Hakim olan belirsizlik sisi hala dağıtılamamıştır.

Yıkmamız gereken engeller önümüzde durmaktadır.

Terörizm bunlardan yalnızca birisidir.

Elbette Türkiye Cumhuriyeti’nin milli kararlılık ve inançla terör örgütlerine karşı sürdürdüğü mücadele çok değerli, çok anlamlı ve çok saygıdeğerdir.

Buna diyecek bir şeyimiz yoktur.

Hatta haklı ve meşru terörle mücadele sürecine köstek olmak yerine destek ve takdirimiz de bilinmektedir.

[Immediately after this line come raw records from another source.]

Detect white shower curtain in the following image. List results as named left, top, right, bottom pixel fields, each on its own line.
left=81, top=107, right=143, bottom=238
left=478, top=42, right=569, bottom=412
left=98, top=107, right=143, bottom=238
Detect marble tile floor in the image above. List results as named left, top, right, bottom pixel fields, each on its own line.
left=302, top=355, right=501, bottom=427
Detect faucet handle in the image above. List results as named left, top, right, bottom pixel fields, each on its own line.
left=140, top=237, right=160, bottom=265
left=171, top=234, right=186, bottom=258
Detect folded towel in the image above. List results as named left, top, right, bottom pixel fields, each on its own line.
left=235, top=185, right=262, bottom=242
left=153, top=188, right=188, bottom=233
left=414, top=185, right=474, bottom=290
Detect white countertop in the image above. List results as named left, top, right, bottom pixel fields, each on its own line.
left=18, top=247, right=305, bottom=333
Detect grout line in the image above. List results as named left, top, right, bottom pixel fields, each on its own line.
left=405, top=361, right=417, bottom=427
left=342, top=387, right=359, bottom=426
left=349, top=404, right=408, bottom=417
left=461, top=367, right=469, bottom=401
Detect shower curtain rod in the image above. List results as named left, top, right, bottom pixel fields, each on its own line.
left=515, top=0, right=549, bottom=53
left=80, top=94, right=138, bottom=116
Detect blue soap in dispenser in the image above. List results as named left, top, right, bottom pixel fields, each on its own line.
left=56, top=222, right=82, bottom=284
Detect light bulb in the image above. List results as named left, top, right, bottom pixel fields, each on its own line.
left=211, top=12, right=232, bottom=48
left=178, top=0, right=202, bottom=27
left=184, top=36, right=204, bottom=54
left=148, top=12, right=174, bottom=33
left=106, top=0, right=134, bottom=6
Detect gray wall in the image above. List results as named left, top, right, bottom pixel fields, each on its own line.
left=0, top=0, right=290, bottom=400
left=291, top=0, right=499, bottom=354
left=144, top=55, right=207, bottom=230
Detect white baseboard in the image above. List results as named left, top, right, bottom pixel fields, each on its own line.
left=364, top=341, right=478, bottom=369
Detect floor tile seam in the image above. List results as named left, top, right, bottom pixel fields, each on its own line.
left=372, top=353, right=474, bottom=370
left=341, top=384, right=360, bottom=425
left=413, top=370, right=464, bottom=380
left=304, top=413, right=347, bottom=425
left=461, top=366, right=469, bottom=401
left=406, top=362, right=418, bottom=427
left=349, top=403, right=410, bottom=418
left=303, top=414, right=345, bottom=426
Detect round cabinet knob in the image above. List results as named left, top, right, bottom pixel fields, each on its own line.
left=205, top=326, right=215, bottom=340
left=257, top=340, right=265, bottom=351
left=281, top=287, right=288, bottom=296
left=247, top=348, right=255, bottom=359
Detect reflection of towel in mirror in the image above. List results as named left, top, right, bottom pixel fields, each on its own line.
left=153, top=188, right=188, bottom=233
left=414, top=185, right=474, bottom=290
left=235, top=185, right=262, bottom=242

Çünkü konu Türkiye’nin bekasıdır.

Çünkü mevzu bahis olan husus varlığımız, bağımsızlığımız ve tarihi haklarımızdır.

Hainlerin kökü kazınmadan, haşhaşilerin inleri başlarına yıkılmadan, Türk düşmanları nefretlerinde boğulmadan şüpheniz olmasın ki aziz milletimiz huzur bulamayacaktır.

Zaman zaman aksayıp gevşese de, bazen soru işaretleri artıp kuşkular fazlalaşsa da FETÖ’yle mücadelede Türk devleti doğru bir çizgidedir.

Milli namusa musallat olan, milli bekamıza kast etmeye kalkan kan içici yarasaların tam bir temizlik ve tasfiye işlemi artık vakit kaybedilmeden yapılmalıdır.

İhanet yumduğu gözünü bir daha açamamalıdır.

İşgal emel ve niyeti bir daha ayağa kalkamamalıdır.

Biz sadece durumu değil, sadece bugünü değil, geleceğimizi de kurtarmak, kutlu bir diriliş ruhuyla güvenceye almak mecburiyetindeyiz.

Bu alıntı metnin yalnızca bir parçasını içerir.